Currently, in the US, thousands of different types of Medicines are on the market, but this doesn't mean we should stop producing more Medicines. New Medicines are needed to treat new diseases, overcome previously untreatable conditions, and they are required to kill drug-resistant bacteria and fungi.

However, while new Medicines are constantly being created, research suggests that many new Medicines never actually reach the market. It is believed that only 10% of all new Medicines end up reaching our shelves. If you want to find out more about this, then keep reading below:

How Are New Medicines Created?


There are many stages to drug development:

  1. Discovery and development – the first step is to discover new Medicines. This is a complex process that takes place in a laboratory.

  2. Preclinical research – at this stage, Medicines undergo animal and laboratory testing

  3. Clinical research – the next step is to test the new Medicines on humans. This ensures they are safe and effective for use.

  4. FDA review – once the Medicines have been tested, the FDA will review all of the data before deciding on whether to approve it.

  5. FDA Pose-Market Safety Monitoring – once a drug is deemed safe, it will then be monitored by the FDA.


Why Don't 90% of Medicines Reach the Market?


Evidence suggests that only 1 in 10 Medicines pass clinical trials, but why is this? A recent analysis identified four main reasons why so many Medicines fail to get FDA approval:

  • The main reason was because of the lack of clinical efficacy. This means the Medicines didn't have the intended outcome in people.

  • Another reason was that the Medicines had side effects or unmanageable toxicity.

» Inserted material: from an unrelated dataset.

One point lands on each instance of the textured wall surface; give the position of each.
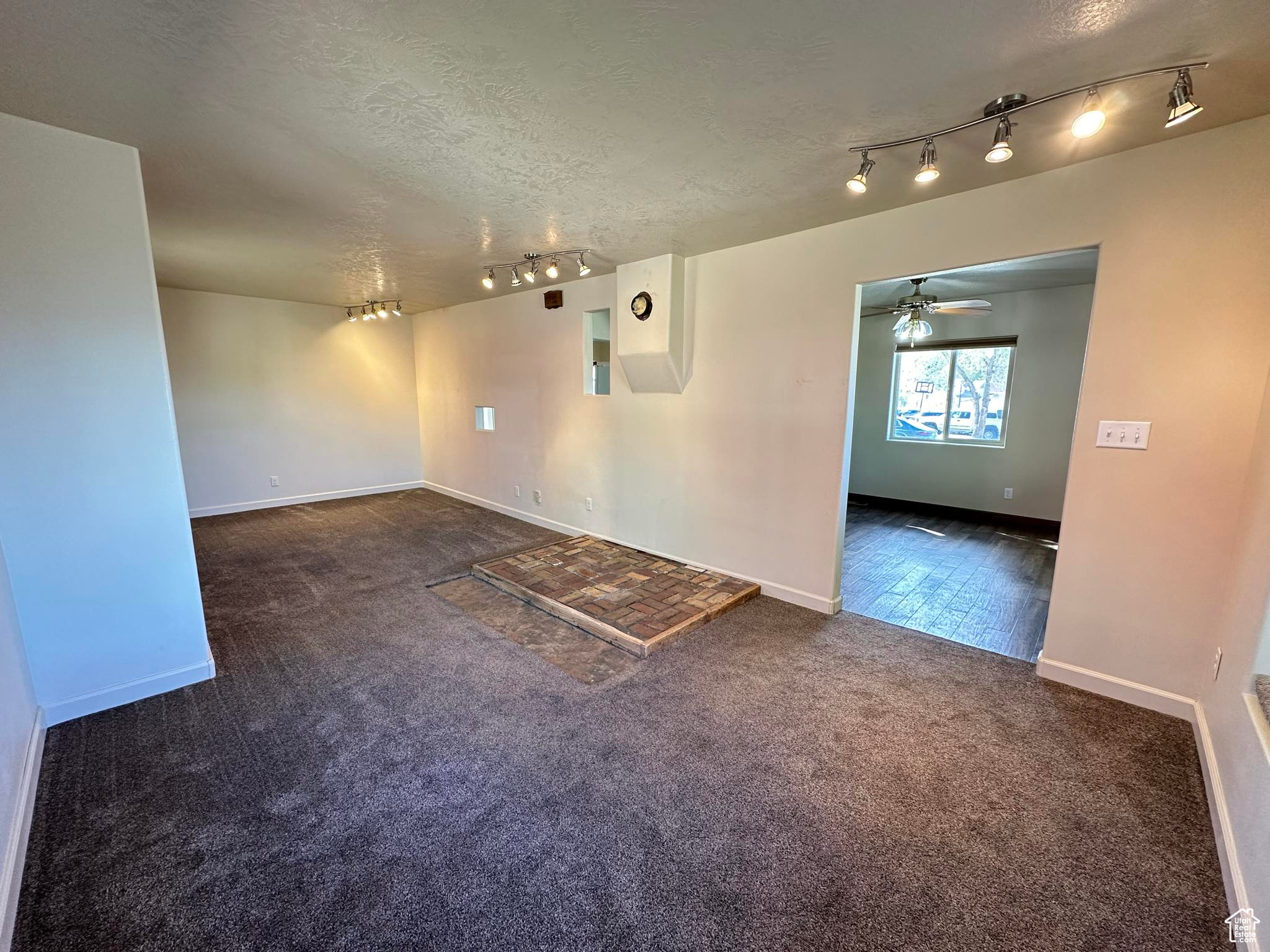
(93, 509)
(276, 389)
(744, 470)
(331, 150)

  • 10% of Medicines had poor pharmacokinetic properties, meaning they weren't absorbed or excreted from the body properly

  • The final reason was that there was little commercial interest in the Medicines.

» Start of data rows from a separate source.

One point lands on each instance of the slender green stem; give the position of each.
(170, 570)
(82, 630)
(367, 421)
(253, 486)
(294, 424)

Improving the Drug Development Process


Over the past few years, scientists have worked hard to improve the drug development process. They have implemented several new tools and strategies for the process, including high-throughput screening, which uses machines to automate thousands of tests in the lab, and artificial intelligence-based drug design. However, despite this, the success rate still hasn't altered much.

While this may be true, it is believed that there is hope for the future. Many researchers believe that if we focus on the earliest stages of drug development, this could help increase the success rate. But how do we do this? It is argued that this can be done with gene editing technology.

An example of gene editing technology is the one created by Hera Bio Labs, which uses cell line development to verify the right molecular target that causes a disease and work out whether the drug is actually targeting it.

Over the past few years, thanks to the COVID-19 pandemic, we've all realized just how vital Medicines are. This not only includes Medicines already available on the market but also new Medicines that are yet to be approved. However, while this may be true, research suggests that almost 90% of all new Medicines never make it to the shelves. This is disheartening to hear. Let's hope that in the future, more Medicines will become available to treat illnesses and conditions that currently cannot be treated.